Let's try out `create_item_dict` with a couple of examples.

In [40]:
file3_lines[1]

'45230,48,0.07,4300\n'

In [41]:
values1 = parse_values(file3_lines[1])
create_item_dict(values1, headers)

{'amount': 45230.0, 'duration': 48.0, 'rate': 0.07, 'down_payment': 4300.0}

In [42]:
file3_lines[2]

'883000,16,0.14,\n'

In [43]:
values2 = parse_values(file3_lines[2])
create_item_dict(values2, headers)

{'amount': 883000.0, 'duration': 16.0, 'rate': 0.14, 'down_payment': 0.0}

As expected, the values & header are combined to create a dictionary with the appropriate key-value pairs.

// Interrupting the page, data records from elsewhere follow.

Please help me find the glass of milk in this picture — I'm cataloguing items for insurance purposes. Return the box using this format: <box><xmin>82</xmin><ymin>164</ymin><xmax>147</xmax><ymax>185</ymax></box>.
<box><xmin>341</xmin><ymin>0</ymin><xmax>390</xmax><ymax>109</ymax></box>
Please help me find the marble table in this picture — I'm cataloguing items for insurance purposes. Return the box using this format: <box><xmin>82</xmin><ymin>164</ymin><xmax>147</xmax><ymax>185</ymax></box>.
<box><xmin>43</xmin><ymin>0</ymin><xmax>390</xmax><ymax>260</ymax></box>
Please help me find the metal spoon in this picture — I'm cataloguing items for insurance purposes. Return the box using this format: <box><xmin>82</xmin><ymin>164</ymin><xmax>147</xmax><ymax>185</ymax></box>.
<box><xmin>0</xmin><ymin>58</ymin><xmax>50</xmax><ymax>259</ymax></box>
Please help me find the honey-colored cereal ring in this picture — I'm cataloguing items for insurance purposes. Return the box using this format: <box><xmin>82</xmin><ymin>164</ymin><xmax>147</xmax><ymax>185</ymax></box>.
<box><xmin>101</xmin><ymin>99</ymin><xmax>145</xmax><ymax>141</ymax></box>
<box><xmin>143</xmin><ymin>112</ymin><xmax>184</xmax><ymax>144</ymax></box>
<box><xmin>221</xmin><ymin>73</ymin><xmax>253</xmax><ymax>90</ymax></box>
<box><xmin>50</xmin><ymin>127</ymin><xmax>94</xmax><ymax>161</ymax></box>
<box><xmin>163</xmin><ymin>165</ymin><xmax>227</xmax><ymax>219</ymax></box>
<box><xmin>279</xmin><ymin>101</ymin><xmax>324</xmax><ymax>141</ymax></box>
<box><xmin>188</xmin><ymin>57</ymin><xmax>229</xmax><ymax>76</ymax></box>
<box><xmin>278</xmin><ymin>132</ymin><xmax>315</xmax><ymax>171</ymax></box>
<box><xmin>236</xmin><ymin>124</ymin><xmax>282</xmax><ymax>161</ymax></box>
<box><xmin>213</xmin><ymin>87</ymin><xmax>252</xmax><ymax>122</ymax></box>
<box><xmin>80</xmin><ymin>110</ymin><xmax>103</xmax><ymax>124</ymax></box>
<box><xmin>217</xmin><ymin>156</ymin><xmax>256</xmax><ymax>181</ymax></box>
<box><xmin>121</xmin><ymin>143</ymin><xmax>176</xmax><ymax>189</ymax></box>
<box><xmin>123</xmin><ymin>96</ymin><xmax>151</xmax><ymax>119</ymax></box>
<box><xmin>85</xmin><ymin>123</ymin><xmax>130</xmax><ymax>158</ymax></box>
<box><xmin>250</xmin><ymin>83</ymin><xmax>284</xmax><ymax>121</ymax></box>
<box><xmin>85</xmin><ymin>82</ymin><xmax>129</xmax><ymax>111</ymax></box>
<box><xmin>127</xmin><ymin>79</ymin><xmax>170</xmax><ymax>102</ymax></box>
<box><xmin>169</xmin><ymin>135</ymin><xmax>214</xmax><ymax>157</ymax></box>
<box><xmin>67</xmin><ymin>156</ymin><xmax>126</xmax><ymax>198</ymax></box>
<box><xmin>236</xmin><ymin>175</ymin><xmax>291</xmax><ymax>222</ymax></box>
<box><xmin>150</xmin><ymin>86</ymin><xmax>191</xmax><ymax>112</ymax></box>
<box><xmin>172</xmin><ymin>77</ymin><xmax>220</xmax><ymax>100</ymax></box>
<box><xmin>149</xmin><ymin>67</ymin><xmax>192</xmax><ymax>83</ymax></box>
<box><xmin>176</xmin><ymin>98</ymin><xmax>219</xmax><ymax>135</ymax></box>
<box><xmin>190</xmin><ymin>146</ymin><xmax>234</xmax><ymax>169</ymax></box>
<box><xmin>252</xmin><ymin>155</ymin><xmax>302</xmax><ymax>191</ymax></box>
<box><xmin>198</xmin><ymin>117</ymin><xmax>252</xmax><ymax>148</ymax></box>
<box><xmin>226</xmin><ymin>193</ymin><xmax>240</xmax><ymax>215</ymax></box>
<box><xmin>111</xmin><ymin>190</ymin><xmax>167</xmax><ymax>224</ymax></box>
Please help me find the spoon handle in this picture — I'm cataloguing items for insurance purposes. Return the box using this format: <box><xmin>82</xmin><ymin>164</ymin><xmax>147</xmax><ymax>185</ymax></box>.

We are now ready to put it all together and define the `read_csv` function.

In [44]:
def read_csv(path):
    result = []
    # Open the file in read mode
    with open(path, 'r') as f:
        # Get a list of lines
        lines = f.readlines()
        # Parse the header
        headers = parse_headers(lines[0])
        # Loop over the remaining lines
        for data_line in lines[1:]:
            # Parse the values
            values = parse_values(data_line)
            # Create a dictionary using values & headers
            item_dict = create_item_dict(values, headers)
            # Add the dictionary to the result
            result.append(item_dict)
    return result

Let's try it out!

In [45]:
with open('./data/loans2.txt') as file2:
    print(file2.read())

amount,duration,rate,down_payment
828400,120,0.11,100000
4633400,240,0.06,
42900,90,0.08,8900
983000,16,0.14,
15230,48,0.07,4300


In [46]:
read_csv('./data/loans2.txt')

[{'amount': 828400.0,
  'duration': 120.0,
  'rate': 0.11,
  'down_payment': 100000.0},
 {'amount': 4633400.0, 'duration': 240.0, 'rate': 0.06, 'down_payment': 0.0},
 {'amount': 42900.0, 'duration': 90.0, 'rate': 0.08, 'down_payment': 8900.0},
 {'amount': 983000.0, 'duration': 16.0, 'rate': 0.14, 'down_payment': 0.0},
 {'amount': 15230.0, 'duration': 48.0, 'rate': 0.07, 'down_payment': 4300.0}]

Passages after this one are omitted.